A bitter split from his wife while at Makerere Institute for Social Research (MISR) a sojourn down south in Kigali, Rwanda, and now Frederick Golooba-Mutebi is a new man with reinvented identity.
The researcher was one of nine people who got a citizenship in Rwanda on Monday. The former MISR deputy director couldn’t have chosen a better place in region than Rwanda given his interest in post-conflict reconstruction in the Great Lakes Region.
Golooba-Mutebi, a big admirer of Rwandan President Paul Kagame’s approach to leadership and transformation of the ‘tiny’ country from the ashes in 1994 to its present, was already seeking to move to Rwanda by February 2008 when he published his research, “Collapse, War and Reconstruction in Rwanda, an analytical narrative on state-making.”
The 51-year-old is one of the most secretive researchers when it comes to his private life, his friends say, explaining that it is the reason Golooba-Mutebi keeps far away from social media and the brouhaha that surrounds it. The researcher is not known to hold Facebook or Twitter accounts, two of the most popular social media platforms.
However, sources close to him say Golooba-Mutebi first married a granddaughter of Paul Muwanga but the marriage hit the patches while he was serving at MISR, ending in a bitter divorce.
“He had a very bitter divorce so I think he learnt a lot from it. It was the talk of Makerere. His ex wrote many complaints about him when he was at MUK and wanted him fired,” a source said.
Golooba-Mutebi had a child from his previous marriage.
“Then after the bitter divorce, he got a Rwandan wife, who works with some NGO in Kigali.”

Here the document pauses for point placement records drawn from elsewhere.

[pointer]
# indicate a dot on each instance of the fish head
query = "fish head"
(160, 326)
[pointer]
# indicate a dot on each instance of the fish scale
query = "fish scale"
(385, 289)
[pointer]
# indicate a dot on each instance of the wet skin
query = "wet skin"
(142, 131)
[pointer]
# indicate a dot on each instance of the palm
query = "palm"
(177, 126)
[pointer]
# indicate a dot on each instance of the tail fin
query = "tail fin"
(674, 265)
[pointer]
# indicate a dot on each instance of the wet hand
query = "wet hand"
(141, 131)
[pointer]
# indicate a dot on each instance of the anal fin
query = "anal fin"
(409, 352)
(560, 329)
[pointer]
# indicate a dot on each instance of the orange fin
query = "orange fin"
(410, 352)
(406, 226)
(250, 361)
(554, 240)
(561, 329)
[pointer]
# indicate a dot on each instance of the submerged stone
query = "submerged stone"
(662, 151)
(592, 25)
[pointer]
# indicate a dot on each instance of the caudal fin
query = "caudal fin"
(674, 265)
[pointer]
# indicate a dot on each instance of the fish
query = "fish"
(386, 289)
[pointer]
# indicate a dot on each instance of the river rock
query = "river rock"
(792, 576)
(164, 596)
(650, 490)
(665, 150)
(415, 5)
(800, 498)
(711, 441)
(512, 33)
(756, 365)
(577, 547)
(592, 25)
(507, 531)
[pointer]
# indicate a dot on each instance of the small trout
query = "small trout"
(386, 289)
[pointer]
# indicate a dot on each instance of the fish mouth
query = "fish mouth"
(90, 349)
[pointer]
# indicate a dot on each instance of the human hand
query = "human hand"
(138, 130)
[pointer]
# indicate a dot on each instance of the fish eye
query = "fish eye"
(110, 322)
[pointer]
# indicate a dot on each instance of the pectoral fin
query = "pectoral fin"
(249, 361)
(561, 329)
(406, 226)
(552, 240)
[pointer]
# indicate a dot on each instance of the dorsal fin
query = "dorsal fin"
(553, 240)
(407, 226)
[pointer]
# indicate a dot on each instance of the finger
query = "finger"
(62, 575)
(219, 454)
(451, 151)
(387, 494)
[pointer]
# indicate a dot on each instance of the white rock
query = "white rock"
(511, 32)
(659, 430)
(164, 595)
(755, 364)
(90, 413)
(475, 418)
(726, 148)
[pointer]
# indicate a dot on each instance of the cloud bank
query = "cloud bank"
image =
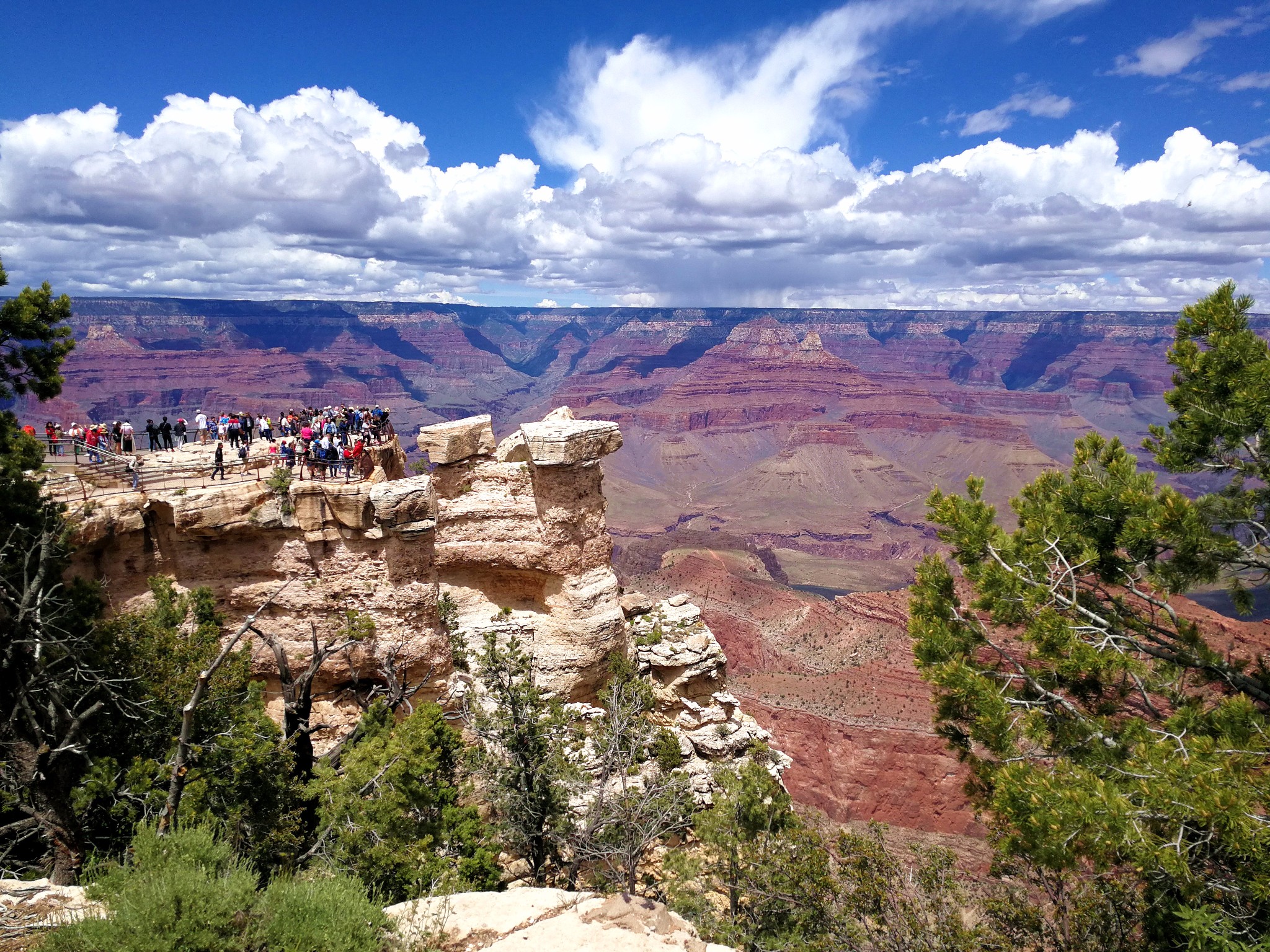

Marriage to the Rwandan woman, by the immigration and emigration law, qualified Golooba-Mutebi for citizenship if he applied for and fulfilled other requirements. He went for it. However, contrary to suggestion that he was becoming a ‘Rwandan’, the change of citizenship allows one to keep their original nationality if they so wished, meaning the researcher will remain a Ugandan and live on dual citizenship unless he chooses to revoke one.